You will be given medications to administer at home over the course of a week or two depending on what’s needed. You may be given antibiotics, anti-nausea medications and a nutritional support paste until your dog is back to eating normally.
Some rehydration support may also be recommended for a few days.
A low fat, bland diet will be prescribed, the length of time to be determined by your vet, depending on your dog’s condition. It may be just until he recovers, or a permanent move.
If you follow a more natural or holistic diet and the recommended one is not, voice your concerns, learn what ingredients should be avoided and why. Bring the packaging of the food you prefer, to see if it’s suitable.
Will your dog need to be hospitalised?
It depends on how severe the pancreatitis is and your dog’s overall health. A few hours of fluids at the practice may be enough, while some dogs may need 3 days. If the practice does not have overnight staff, or you know your dog will not do well being left alone, it is possible you may be allowed to bring him home overnight and go back in the morning. Your vet will discuss your options with you.
Prognosis for recovery
Pancreatitis can be unpredictable, and the prognosis for recovery can depend on a variety of factors, the number one being how quickly it is diagnosed and treated. Dogs can usually recover from mild cases. Even those whose cases haven’t been caught quickly have a chance for a good outcome, but a lot will depend on the experience of the vet and the treatment plan prescribed.

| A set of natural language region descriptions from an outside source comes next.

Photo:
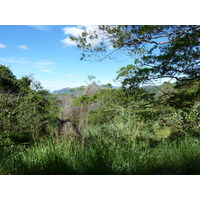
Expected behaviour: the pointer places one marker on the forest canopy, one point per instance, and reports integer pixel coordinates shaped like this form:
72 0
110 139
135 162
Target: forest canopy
158 51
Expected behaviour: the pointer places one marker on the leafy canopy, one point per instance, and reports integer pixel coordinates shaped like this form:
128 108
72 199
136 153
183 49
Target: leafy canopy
159 51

It’s great to know the condition can be managed, and your dog can lead a normal life. However it does require vigilance and cooperation from other household members.

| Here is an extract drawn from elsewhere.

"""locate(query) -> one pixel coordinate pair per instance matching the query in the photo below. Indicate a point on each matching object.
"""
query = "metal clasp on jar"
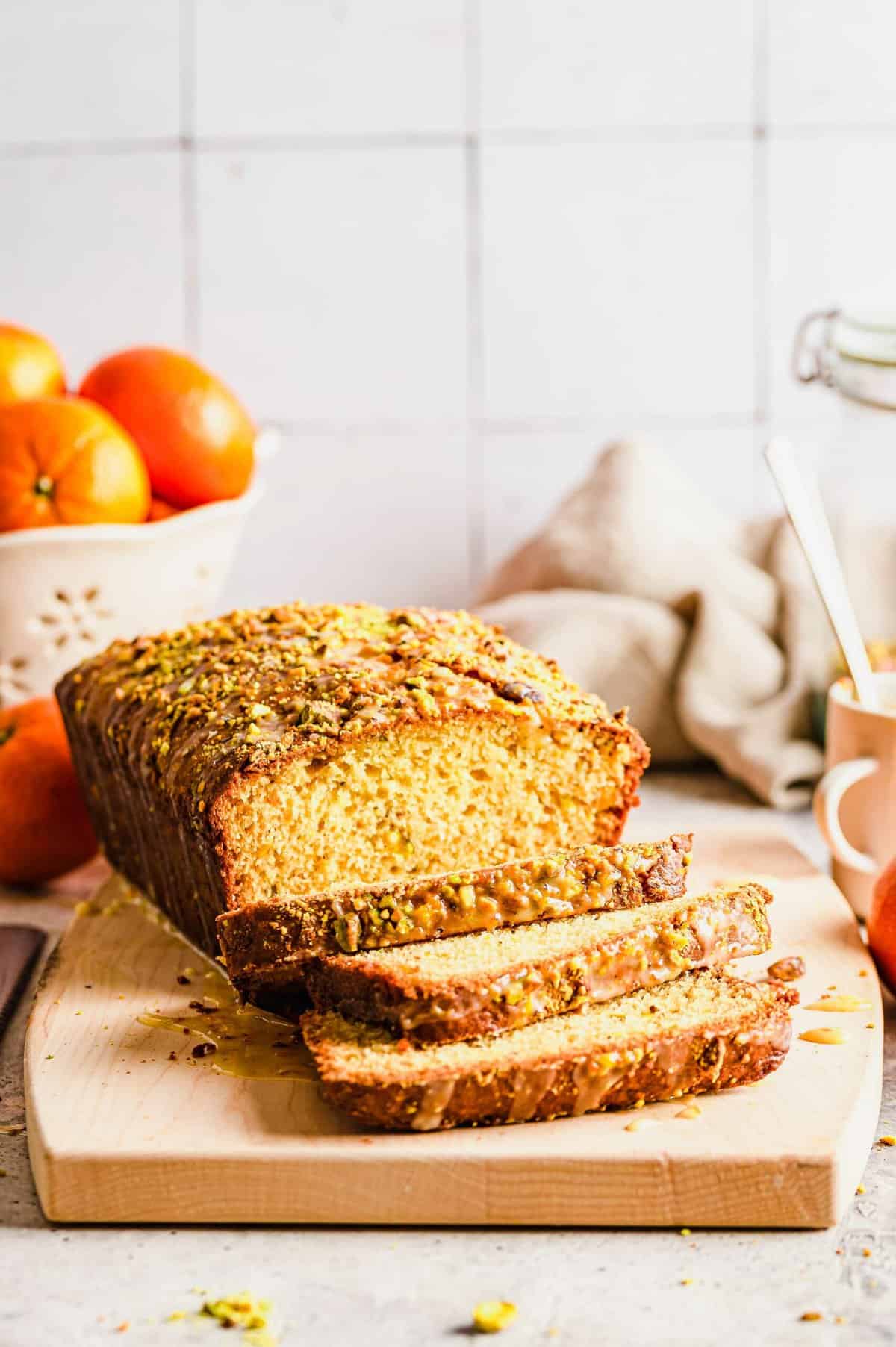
(813, 350)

Pancreatitis is not a “one off” condition. It is very possible your dog can be affected again, which is why it’s so important to follow the prevention guidelines and the advice of your vet. You want to do what you can to decrease the likelihood of another attack, but if it does happen you’ll be better prepared.

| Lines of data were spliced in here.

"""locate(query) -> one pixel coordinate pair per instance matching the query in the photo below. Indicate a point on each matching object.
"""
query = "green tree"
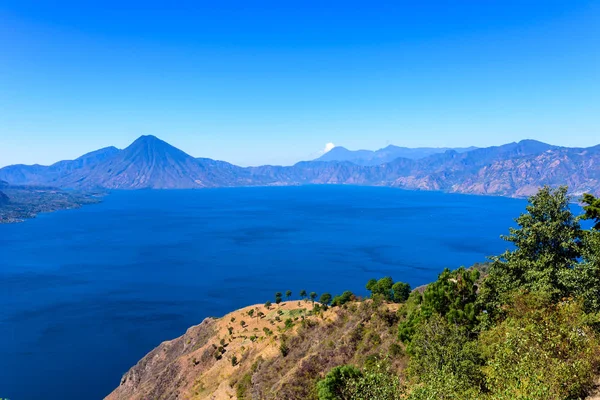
(343, 298)
(444, 362)
(382, 287)
(325, 298)
(401, 291)
(541, 350)
(592, 209)
(371, 284)
(339, 383)
(453, 296)
(586, 273)
(377, 382)
(546, 249)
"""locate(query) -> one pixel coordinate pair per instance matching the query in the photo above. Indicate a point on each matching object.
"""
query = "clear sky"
(255, 82)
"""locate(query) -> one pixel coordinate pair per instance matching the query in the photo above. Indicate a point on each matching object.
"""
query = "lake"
(88, 292)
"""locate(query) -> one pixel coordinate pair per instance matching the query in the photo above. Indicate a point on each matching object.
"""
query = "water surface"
(86, 293)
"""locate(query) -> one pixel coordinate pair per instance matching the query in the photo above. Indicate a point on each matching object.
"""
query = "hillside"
(514, 169)
(517, 327)
(19, 202)
(385, 155)
(187, 367)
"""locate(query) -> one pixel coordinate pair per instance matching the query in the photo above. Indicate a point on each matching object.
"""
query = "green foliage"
(400, 291)
(592, 209)
(547, 248)
(541, 351)
(325, 298)
(444, 362)
(386, 289)
(586, 274)
(242, 390)
(342, 299)
(376, 382)
(382, 287)
(284, 349)
(338, 384)
(453, 296)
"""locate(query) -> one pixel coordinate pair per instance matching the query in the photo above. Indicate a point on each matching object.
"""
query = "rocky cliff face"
(225, 359)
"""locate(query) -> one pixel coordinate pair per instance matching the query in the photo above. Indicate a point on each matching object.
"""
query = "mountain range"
(385, 155)
(514, 169)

You won’t necessarily be able to prevent pancreatitis from ever happening, but there are precautions you can take to minimize the likelihood:
- Keep your dog at a healthy weight
- Avoid high fat dog foods and treats
- Don’t let anyone give your dog human food or table scraps
- Make sure your garbage is out of reach
- Be sure your vet is aware of all medications your dog is taking
- Since many cases happen over the holidays when rich fatty food is in abundance, be extra vigilant about what your dog is putting in his mouth, and keep an eye on anyone slipping him food.
Ask your vet about digestion support
What is the best diet for a dog with pancreatitis?
As I mentioned earlier I had a real struggle trying to find the right diet for my dog, particularly because her kidney issues are such a factor. Red is now eating Hills Prescription i/d (low fat version) along with boiled chicken breast and a mixture of whole grain rice, quinoa, peas, broccoli, carrots and squash.
Before I settled on what I am now feeding Red, I did a lot of research
There are a lot of vets, like mine for example, who highly recommend prescription diets. Things like…
- Hills Prescription Digestive Care i/d
- Royal Canin Veterinary Diet Low Fat Gastro Intestinal
- Purina Pro Plan Veterinary Diets Canine EN Gastroenteric
On the flip side, others prefer a homemade diet of good quality protein and carbs consisting of ingredients such as…
- Skinless chicken breast/Rabbit/Turkey/Eggs
- Whole grain rice
- Sweet potatoes
- Squash to name just a few
I read coconut oil is recommended because it is a medium-chain triglyceride (MCT), a fat that does not need pancreatic enzymes for digestion. Remember Red’s first pancreatitis episode was from tiny amounts of coconut oil!!
Whatever direction you decide to go in please remember – LOW FAT and consult with your vet or holistic vet.
Dogs and pancreatitis – Conclusion
Sometimes your dog being sick is just your dog being sick, and other times it is much more serious. If your dog is vomiting, has diarrhea or lost his appetite, call your vet’s office immediately. Let them know of your concerns, and be sure to mention anything your dog may have eaten. Pancreatitis can attack fast, and attack hard, so the sooner you start treatment the better your chances of a positive outcome.